The $1m (pounds 666,000) Dubai Duty Free Open has suffered more than its share of weary examples in recent days. Goran Ivanisevic, who frustrated Britain's Greg Rusedski in Sunday's final of the Croatian Open, was added to the list of first-round losers here yesterday, beaten, 6-3, 6-3, by Carlos Moya, of Spain. Shortly afterwards, Yevgeny Kafelnikov, a finalist in Marseilles, was dispatched, 6-2, 6-1, by the Moroccan Hicham Arazi.

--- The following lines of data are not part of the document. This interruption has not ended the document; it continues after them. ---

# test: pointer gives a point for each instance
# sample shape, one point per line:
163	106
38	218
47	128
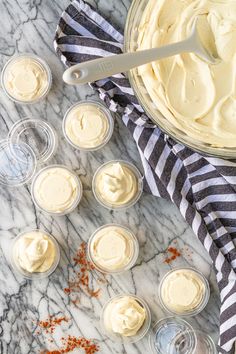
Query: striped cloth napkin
203	188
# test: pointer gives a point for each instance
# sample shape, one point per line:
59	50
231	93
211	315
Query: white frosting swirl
112	248
86	126
25	79
116	184
56	189
182	291
124	316
34	252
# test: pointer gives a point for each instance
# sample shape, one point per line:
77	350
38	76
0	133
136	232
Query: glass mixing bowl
130	45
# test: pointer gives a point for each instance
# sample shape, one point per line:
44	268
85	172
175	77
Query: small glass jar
71	204
100	108
35	275
133	200
133	256
203	301
141	332
42	65
36	133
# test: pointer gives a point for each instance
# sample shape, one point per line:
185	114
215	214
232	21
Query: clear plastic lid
173	335
17	163
38	134
205	344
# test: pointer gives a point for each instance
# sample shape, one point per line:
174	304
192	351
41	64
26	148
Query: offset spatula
201	44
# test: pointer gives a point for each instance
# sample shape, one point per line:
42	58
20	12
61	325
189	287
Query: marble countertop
29	26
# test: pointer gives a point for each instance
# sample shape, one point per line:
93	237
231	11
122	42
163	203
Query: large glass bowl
151	109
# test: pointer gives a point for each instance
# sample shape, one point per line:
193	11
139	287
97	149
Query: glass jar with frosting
56	190
113	249
184	291
126	318
117	184
88	125
26	78
35	254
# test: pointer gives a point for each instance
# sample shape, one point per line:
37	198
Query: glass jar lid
37	134
205	344
172	335
17	163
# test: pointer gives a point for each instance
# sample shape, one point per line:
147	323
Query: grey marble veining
29	26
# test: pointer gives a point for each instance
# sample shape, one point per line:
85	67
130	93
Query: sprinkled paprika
174	254
81	279
50	323
70	343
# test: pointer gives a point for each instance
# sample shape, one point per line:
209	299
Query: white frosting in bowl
195	96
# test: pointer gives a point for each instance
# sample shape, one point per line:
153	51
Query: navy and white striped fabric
203	188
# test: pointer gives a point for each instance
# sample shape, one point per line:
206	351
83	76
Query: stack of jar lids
30	142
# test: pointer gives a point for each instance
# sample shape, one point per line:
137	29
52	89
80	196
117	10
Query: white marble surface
28	26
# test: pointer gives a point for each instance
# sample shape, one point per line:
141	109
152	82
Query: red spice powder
174	254
51	322
81	277
70	343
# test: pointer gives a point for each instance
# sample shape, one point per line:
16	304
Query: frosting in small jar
116	184
26	78
196	97
112	248
124	316
183	291
56	189
87	125
34	252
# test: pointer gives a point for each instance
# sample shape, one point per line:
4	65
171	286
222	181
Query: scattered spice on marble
70	343
174	253
51	323
82	275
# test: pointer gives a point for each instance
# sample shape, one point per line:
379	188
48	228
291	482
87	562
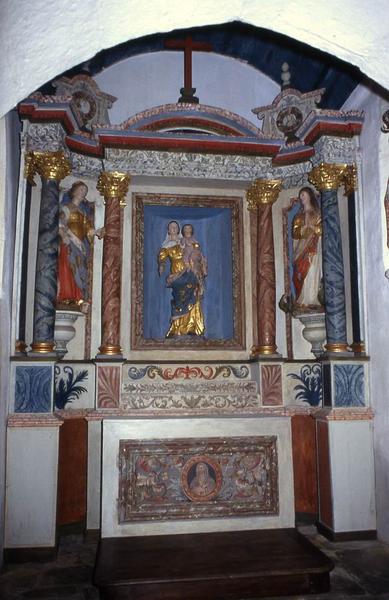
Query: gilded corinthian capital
263	191
327	176
113	184
51	165
350	180
29	167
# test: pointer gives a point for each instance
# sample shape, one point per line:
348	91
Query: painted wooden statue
188	268
307	253
76	236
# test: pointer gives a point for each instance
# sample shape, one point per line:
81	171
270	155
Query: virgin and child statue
188	269
76	234
307	252
306	263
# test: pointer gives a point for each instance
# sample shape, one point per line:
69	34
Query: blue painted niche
213	230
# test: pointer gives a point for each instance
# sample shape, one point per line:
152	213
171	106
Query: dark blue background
212	229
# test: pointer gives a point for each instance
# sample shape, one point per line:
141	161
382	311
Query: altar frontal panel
197	478
196	475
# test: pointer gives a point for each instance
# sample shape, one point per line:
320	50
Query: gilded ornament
358	347
327	176
350	180
337	347
29	168
263	191
51	165
263	350
42	347
20	347
110	350
113	184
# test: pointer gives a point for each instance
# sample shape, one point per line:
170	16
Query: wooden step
211	566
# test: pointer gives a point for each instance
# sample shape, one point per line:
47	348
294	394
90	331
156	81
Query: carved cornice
51	165
327	176
113	184
332	149
263	191
350	179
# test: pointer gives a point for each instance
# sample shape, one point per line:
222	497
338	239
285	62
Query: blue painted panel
310	386
33	389
212	229
349	385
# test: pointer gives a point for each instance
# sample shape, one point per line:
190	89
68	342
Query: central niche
214	228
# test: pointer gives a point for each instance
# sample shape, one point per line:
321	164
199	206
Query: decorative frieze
45	137
188	164
263	191
329	149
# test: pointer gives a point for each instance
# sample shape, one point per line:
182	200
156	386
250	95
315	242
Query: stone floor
361	572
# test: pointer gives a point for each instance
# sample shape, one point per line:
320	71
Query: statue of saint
76	236
188	268
202	484
307	253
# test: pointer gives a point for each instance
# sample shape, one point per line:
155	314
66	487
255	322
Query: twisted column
327	178
113	186
350	181
260	198
52	167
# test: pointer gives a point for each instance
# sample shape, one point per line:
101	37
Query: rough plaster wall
219	81
44	39
375	170
9	161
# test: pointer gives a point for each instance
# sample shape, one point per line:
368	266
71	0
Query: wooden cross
188	45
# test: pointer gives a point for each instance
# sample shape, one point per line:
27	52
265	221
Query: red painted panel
304	464
324	472
72	470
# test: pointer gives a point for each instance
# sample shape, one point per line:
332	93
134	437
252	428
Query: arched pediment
191	118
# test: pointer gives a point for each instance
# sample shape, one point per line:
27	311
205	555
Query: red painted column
113	186
260	198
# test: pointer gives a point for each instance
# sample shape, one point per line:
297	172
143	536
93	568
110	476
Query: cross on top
188	45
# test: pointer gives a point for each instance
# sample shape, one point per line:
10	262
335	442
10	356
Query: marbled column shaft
113	185
112	278
260	197
327	177
333	272
266	279
52	166
46	266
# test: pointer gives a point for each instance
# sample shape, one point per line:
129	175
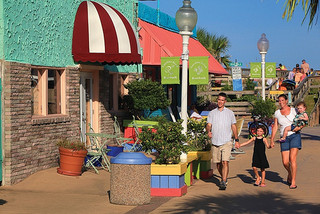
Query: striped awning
103	34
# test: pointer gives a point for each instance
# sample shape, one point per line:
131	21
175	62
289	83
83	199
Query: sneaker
223	186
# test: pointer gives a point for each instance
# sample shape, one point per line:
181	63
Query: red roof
103	34
158	42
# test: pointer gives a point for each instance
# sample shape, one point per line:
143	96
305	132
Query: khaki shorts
221	153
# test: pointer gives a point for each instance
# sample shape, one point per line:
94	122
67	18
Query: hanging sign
198	70
271	70
255	69
170	70
236	78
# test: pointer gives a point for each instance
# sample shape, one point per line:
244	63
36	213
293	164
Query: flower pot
71	161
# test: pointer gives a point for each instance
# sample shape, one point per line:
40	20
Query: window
117	90
48	91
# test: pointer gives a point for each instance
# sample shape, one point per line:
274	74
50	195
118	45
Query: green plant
145	95
263	108
167	141
197	136
69	144
250	84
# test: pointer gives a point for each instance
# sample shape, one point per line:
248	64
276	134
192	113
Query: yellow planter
168	169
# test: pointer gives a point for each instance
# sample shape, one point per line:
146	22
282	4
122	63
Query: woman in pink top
289	149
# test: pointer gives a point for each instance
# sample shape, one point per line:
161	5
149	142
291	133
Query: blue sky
243	22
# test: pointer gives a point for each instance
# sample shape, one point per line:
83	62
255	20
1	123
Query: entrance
86	108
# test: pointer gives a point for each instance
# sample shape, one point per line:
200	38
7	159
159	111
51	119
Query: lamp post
186	19
263	46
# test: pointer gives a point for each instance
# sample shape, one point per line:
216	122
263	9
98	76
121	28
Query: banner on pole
255	69
236	78
198	70
170	72
271	70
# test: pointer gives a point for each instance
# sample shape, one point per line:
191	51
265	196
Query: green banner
170	70
198	70
271	70
255	69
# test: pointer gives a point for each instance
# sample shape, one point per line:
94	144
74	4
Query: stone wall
29	143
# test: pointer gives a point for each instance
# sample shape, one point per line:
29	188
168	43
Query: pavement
49	192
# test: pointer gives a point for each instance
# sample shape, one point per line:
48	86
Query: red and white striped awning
103	34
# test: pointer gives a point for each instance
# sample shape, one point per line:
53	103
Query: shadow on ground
267	202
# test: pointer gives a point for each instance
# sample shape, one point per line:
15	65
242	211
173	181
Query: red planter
71	161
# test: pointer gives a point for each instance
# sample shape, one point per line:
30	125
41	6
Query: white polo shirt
221	122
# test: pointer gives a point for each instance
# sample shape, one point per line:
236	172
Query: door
86	109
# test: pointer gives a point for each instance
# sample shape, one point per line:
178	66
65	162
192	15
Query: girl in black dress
259	158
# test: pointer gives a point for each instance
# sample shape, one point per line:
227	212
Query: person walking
259	158
305	67
289	149
221	123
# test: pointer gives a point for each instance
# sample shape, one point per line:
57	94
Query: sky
243	22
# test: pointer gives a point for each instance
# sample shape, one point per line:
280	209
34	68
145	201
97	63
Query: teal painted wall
39	32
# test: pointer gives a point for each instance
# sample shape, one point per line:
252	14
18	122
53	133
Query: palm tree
310	7
216	45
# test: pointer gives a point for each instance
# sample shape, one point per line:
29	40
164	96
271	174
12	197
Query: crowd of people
221	124
297	74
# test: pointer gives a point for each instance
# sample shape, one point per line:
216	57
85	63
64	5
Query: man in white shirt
221	123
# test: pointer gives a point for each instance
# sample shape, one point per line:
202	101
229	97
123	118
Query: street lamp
186	19
263	46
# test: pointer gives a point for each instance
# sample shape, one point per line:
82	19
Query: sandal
257	183
293	187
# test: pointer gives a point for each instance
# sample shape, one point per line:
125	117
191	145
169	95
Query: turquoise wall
39	32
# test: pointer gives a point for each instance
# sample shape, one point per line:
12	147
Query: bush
167	141
197	136
145	95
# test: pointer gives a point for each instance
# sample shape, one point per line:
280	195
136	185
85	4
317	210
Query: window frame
60	75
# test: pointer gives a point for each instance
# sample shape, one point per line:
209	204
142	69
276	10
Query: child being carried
300	120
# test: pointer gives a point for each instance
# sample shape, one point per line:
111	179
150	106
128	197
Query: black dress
259	158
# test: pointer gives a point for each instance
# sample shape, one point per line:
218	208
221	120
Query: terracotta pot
71	161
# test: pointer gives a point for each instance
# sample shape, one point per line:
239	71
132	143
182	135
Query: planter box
168	169
168	179
202	155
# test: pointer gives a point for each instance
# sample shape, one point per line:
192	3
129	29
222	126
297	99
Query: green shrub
167	141
145	95
197	136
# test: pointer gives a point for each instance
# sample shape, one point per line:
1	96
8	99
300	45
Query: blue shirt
221	122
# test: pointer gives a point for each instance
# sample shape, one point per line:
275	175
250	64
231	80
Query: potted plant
199	147
197	136
144	97
167	140
72	155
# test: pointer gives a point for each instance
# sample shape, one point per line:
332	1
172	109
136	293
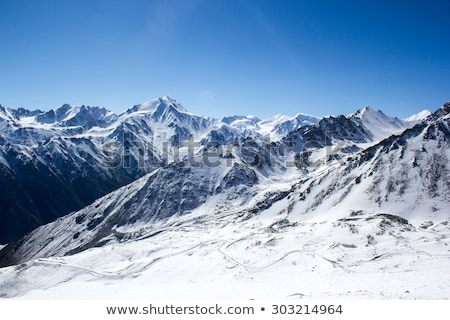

Ivanisevic, the eighth seed, and Kafelnikov, No 3, offered similar excuses - the sudden shift from an indoor carpet court to outdoor concrete with insufficient time to adjust. Marcelo Rios, the Chilean No 2 seed, who was beaten in straight sets on Tuesday by New Zealand's Brett Steven, did not play last week. The reason why the Australian Open finalist arrived on Monday night was that he forgot his passport and missed his original flight.

One might wonder if their journeys were really necessary, except that Dubai is one of the ATP Tour events allowed to offer appearance money.

Ivanisevic's next trip might have been back home to make a guest appearance on the left wing for Hajduk Split in the last 10 minutes of their match against Croatia Zagreb, but the game has been switched from Sunday to Wednesday. "The Hajduk coach asked me if I was ready," Ivanisevic said, "but I had to tell him that I have a pretty busy schedule. I hope they can win without me.''

Asked if playing football was a bit risky, he said, "Everything is risky. My father was telling me always, `Don't play basketball, don't play football, don't play this'. And last year I walked out of my apartment, trapped my hand in the door, broke my finger in three place and was out of tennis for six weeks. And in Australia I was boxing for fun and my eyebrow was cut by an elbow. Everything is dangerous. A walk is dangerous to me.''

Kafelnikov also seems accident prone. The Russian missed the last two Australian Opens, in 1997 after damaging a hand in a gym by punching a heavy bag without protective gloves, and this year after injuring a knee while skiing at Christmas.

We trust that they stay away from the gym and off the piste before the Guardian Direct Cup in Battersea Park at the end of the month.